Note: `NewTask` accepts `func() *Future[R]` — it wraps a Future-producing function for lazy execution.

### From IO

```go
io := mo.NewIO(func() int { return 42 })
task := mo.NewTaskFromIO(io)  // wrap IO as async Task
```

### Variants by Parameter Count

```go
task1 := mo.NewTask1(func(n int) *mo.Future[int] {
    return mo.NewFuture(func(resolve func(int), reject func(error)) {
        resolve(n * 2)
    })
})
future := task1.Run(21)  // *Future[int] resolving to 42
```

## TaskEither[T] — Async Computations with Errors

Like Task but the computation can fail. Combines Task semantics with error handling.

```go
te := mo.NewTaskEither(func() *mo.Future[string] {
    return mo.NewFuture(func(resolve func(string), reject func(error)) {
        resp, err := http.Get("https://api.example.com/data")
        if err != nil {
            reject(err)
            return
        }
        defer resp.Body.Close()
        body, err := io.ReadAll(resp.Body)
        if err != nil {
            reject(err)
            return
        }
        resolve(string(body))
    })
})
```

Note: Like `NewTask`, `NewTaskEither` accepts `func() *Future[R]`. The difference is in the methods available on the returned type — TaskEither provides `Match`, `OrElse`, `ToEither`, and `ToTask`.

### Methods

```go
te.OrElse("fallback")                    // blocks, returns value or fallback
te.ToEither()                            // blocks, returns Either[error, T]
te.ToTask("fallback")                    // converts to Task (uses fallback on error)
te.Match(
    func(err error) mo.Either[error, string] { ... },  // on error
    func(v string) mo.Either[error, string] { ... },    // on success
)
```

## State[S, A] — Stateful Computations

Represents a computation that threads state through a series of operations.
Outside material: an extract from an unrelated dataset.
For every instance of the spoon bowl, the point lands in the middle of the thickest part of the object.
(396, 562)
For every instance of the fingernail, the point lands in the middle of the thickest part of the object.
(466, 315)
The state type S flows through the computation while producing result values of type A.

### Constructor

```go
// State computation: takes state, returns (result, newState)
counter := mo.NewState(func(count int) (string, int) {
    return fmt.Sprintf("count=%d", count), count + 1
})

result, newState := counter.Run(0)  // ("count=0", 1)
```

### ReturnState — wrap a value without modifying state

```go
state := mo.ReturnState[int, string]("hello")
result, s := state.Run(42)  // ("hello", 42) — state unchanged
```

### State Manipulation

```go
// Get — return current state as result
getter := mo.NewState(func(s int) (int, int) { return s, s })

// Put — replace state
putter := state.Put(100)
_, s := putter.Run(0)  // (_, 100)

// Modify — transform state
modified := state.Modify(func(s int) int { return s * 2 })
_, s := modified.Run(5)  // (_, 10)
```

### Chaining State Computations

State is useful for accumulating results while threading context:

```go
// Parse tokens while tracking position
type ParseState struct {
    Input    string
    Position int
}

parseChar := mo.NewState(func(s ParseState) (byte, ParseState) {
    ch := s.Input[s.Position]
    return ch, ParseState{Input: s.Input, Position: s.Position + 1}
})
```

## When to Use Advanced Types

| Type       | Use when...                                                   |
| ---------- | ------------------------------------------------------------- |
| Future     | You need async computation with chaining (Then/Catch/Finally) |
| IO         | You want to defer and compose synchronous side effects        |
| IOEither   | Deferred side effects that can fail                           |
| Task       | Deferred async computation (lazy Future)                      |
| TaskEither | Deferred async computation that can fail                      |
| State      | Threading state through a series of pure computations         |

Most Go projects only need **Option**, **Result**, and **Either**. The advanced types are valuable when building functional pipelines or when you want explicit control over when side effects execute.